Community Heroes: Tualatin couple is all about education
You might say that Bob and Judy Nix are hooked on volunteering.
Whether it's teaching Greek students English or stepping up to help homeless families in need, the Tualatin residents are ready to go.
Tualatin residents for the last 15 years, the Nixes traveled to Crete — the largest of Greece's islands — in May 2019 as part of a program coordinated by Global Volunteers, a nonprofit and nonsectarian development assistance organization. There, they taught English to children ages 8 through high school.
While Greek students start taking English classes in the second grade, and all students are expected to pass an English proficiency test before they leave high school, some students need extra help, the Nixes explained.
"To get a good job in Greece … you have to have English proficiency, whether you're a cab driver, (work) in a restaurant or a bank, or even to get into a university. So they are really motivated," said Bob Nix, a retired lumber mill manager.
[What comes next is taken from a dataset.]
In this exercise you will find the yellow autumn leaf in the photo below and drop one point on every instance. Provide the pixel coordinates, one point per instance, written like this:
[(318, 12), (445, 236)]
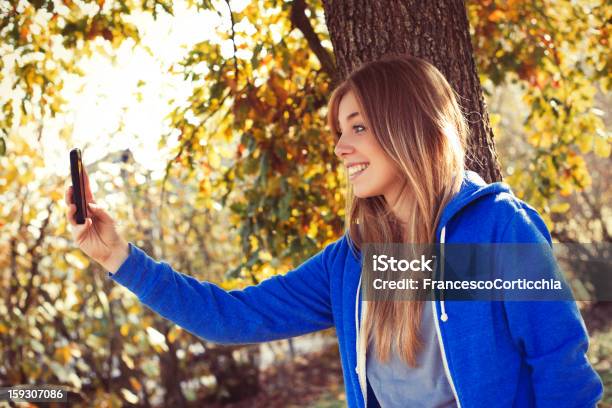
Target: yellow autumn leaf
[(602, 146)]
The Nixes taught their English classes in a woman's home where she hosted as many as 40 students, many of them from lower-income families. Some of the students came from the poorer neighboring country of Albania (about 3% of Greece's population was born in Albania).
Judy Nix said all Greek students know that in order to get into any university, they have to have a solid grasp of English.
"We were there right before (students) were doing their English proficiency," she said. "(It's) really rigorous, and especially (with) the high school students, because it was going to mean a ticket to getting into college or if they were just going to work. They knew they would be chosen over other people if they could speak English well."
What impressed Judy Nix most was the answer she got when she asked one high school student how important it was for her to learn how to speak English well.
"And she said, 'Well, it's very important to me, but it means everything to my parents, because they are sacrificing'" to afford English lessons for their daughter, said Judy Nix, who formerly worked in human resources. "It was really a positive experience for me, and working with children, that's what I really like."
What Bob Nix found astounding was the mastery many of the students showed in their English skills.
"If you were to talk to some of those, like the high school kids, they are like talking to someone from California," he said. "You would not know they had an accent or that they were from a foreign country."
Judy Nix said one of the volunteers was a young woman who said volunteering with Global Volunteers helped her solidify her desire to become a teacher.
"The great thing was it affirmed she was choosing the right path," she said.
But teaching English overseas hasn't been the couple's only volunteer experience.
Bob Nix currently works for AARP's Safe Driver Program, teaching classes several times a month and in charge of covering six counties. The class, which teaches driver safety, attracts senior citizens throughout the area.
"I had a guy … 100 years old, take a class in Tualatin," he said. "People come up afterwards and say they've learned something and they're going to change something about their driving. Probably 90% of people do that."
They have both served as deacons in their church — Tualatin Presbyterian Church —Â with Judy Nix serving as a human resources elder for six years and recently being appointed to a position that integrates new people into their church.
In addition, she is one of the founding members of Family Promise of Tualatin Valley, a nonprofit organization that serves homeless children and their families. During a portion of the COVID-19 pandemic, she ran a furniture ministry from the basement of Tualatin Presbyterian that helped families in need after they secured suitable housing.
"I think it's a way to put your faith in action, too," she said of the organization that helps "people on the edge."
Judy Nix added that she likes volunteering because it's a chance to give back to people, and at the same time, receive an even greater reward back in the process.